Xi’s remarks “may mean that there’s still some possibility” for China to achieve the around 5.5% full-year target, said Qin Han, chief bond analyst at Guotai Junan Securities Co., in a note Thursday.
China will need growth to surpass 7% in the second half of the year in order to achieve the target, assuming the economy expands by around 2% in the second quarter, he said. Economists surveyed by Bloomberg expect GDP to grow just 1.5% in the second quarter on a year-on-year basis.
During his speech, Xi called on other countries to “strengthen macroeconomic policy coordination to prevent the slowdown and even halt of the global recovery.” He cited global supply chain disruptions, high inflation and turmoil in international financial markets as major threats.
He also criticized sanctions for stoking economic disruption, though didn’t name the US, and said “politicizing” and “weaponizing” the world economy “using a dominant position in the global financial system to wantonly impose sanctions would only hurt others as well as hurting oneself, leaving people around the world suffering.”
Xi also chaired a separate meeting Wednesday where China approved a plan to promote the “healthy” development of the payment and fintech sectors, the latest sign that a broad crackdown on tech may be easing. The plan, which backed enhanced regulation of major payment platforms, intends to allow companies to play a bigger role in serving the real economy while working to prevent and defuse systemic financial risks.

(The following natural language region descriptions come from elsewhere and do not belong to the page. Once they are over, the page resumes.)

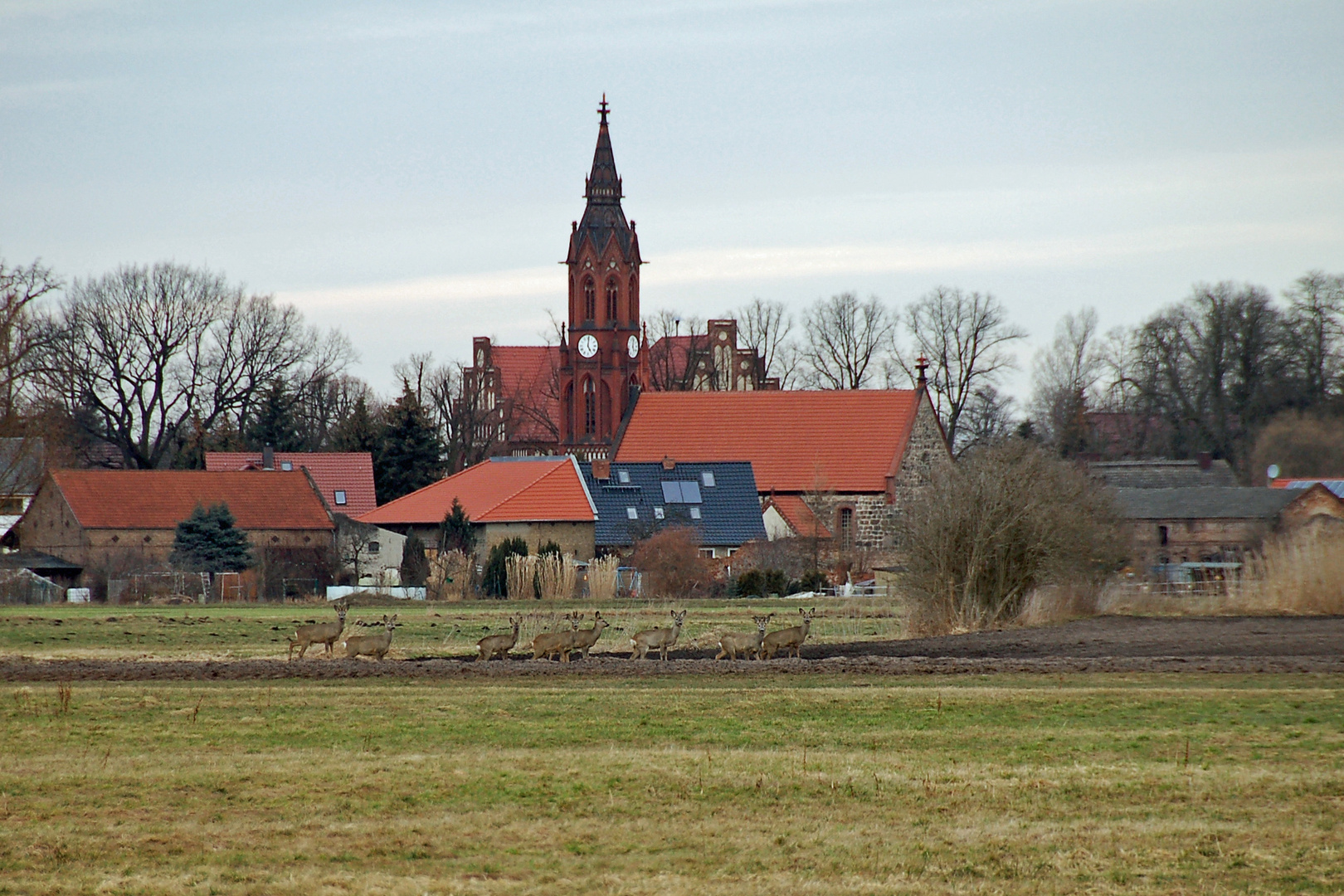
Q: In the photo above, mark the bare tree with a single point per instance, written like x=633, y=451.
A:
x=845, y=340
x=1064, y=382
x=967, y=338
x=144, y=353
x=765, y=325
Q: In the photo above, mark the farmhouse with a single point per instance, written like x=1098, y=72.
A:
x=1218, y=524
x=850, y=458
x=717, y=500
x=114, y=523
x=537, y=499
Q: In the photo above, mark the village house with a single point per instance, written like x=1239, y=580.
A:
x=119, y=523
x=537, y=499
x=836, y=462
x=717, y=501
x=1216, y=524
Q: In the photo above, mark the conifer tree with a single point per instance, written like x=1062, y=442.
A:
x=207, y=542
x=409, y=455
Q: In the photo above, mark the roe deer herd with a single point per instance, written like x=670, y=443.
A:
x=561, y=645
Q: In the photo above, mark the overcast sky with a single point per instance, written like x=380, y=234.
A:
x=407, y=173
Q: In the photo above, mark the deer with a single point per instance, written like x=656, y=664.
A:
x=582, y=640
x=659, y=638
x=788, y=640
x=749, y=645
x=499, y=645
x=550, y=644
x=371, y=645
x=324, y=633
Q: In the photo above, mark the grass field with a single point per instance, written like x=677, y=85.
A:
x=425, y=629
x=800, y=785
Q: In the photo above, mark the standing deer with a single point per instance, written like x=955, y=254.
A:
x=749, y=645
x=371, y=645
x=550, y=644
x=324, y=633
x=499, y=645
x=583, y=640
x=660, y=638
x=788, y=640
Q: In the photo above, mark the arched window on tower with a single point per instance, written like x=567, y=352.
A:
x=613, y=296
x=589, y=407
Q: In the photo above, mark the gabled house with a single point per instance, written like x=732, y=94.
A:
x=537, y=499
x=635, y=500
x=852, y=458
x=344, y=479
x=114, y=523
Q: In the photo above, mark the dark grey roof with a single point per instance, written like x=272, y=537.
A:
x=1215, y=503
x=1161, y=475
x=730, y=509
x=21, y=465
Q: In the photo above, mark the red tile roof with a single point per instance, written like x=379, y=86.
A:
x=797, y=441
x=498, y=490
x=163, y=499
x=348, y=472
x=799, y=516
x=528, y=379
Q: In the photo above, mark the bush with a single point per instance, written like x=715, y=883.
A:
x=671, y=563
x=494, y=581
x=1001, y=524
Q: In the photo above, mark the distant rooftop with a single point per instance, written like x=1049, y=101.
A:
x=1163, y=475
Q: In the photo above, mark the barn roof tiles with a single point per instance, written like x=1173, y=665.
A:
x=502, y=489
x=796, y=441
x=163, y=499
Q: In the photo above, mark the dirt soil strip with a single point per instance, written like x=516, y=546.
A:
x=1107, y=644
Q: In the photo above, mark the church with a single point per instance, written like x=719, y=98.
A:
x=572, y=398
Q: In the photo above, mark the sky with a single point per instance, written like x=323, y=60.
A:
x=407, y=173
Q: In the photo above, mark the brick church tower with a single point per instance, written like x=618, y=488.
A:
x=601, y=353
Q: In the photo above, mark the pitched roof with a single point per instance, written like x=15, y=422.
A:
x=799, y=516
x=1337, y=486
x=502, y=489
x=796, y=441
x=1210, y=503
x=528, y=381
x=1161, y=475
x=728, y=511
x=348, y=472
x=163, y=499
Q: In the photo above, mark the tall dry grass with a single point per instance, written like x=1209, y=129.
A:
x=602, y=578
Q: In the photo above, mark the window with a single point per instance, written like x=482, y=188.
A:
x=682, y=492
x=589, y=409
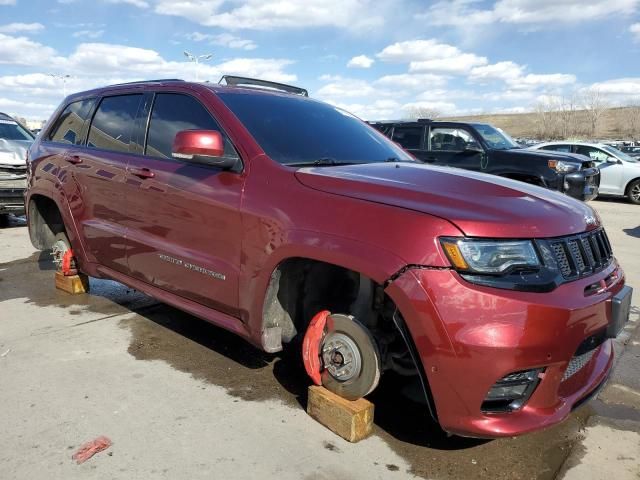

The speech and Xi-led meeting added to pledges this week from Chinese leaders to support the Covid-battered economy.
At a regular State Council meeting Wednesday, Premier Li Keqiang urged authorities to roll out as many policies as possible to boost consumption, saying it’s an important driving force to get the economy back on track. He announced a slew of measures, including possibly extending the tax exemption on new energy car purchases and promoting the used car market. The move is expected to drive China’s automobile and related consumption up by about 200 billion yuan ($30 billion), according to a Xinhua statement.
Similarly, Finance Minister Liu Kun on Tuesday said authorities are studying new policy tools to support the economy. The government will further accelerate fiscal spending as well as the sale of special local government bonds, he said. Special local bonds are mainly used for financing infrastructure investment.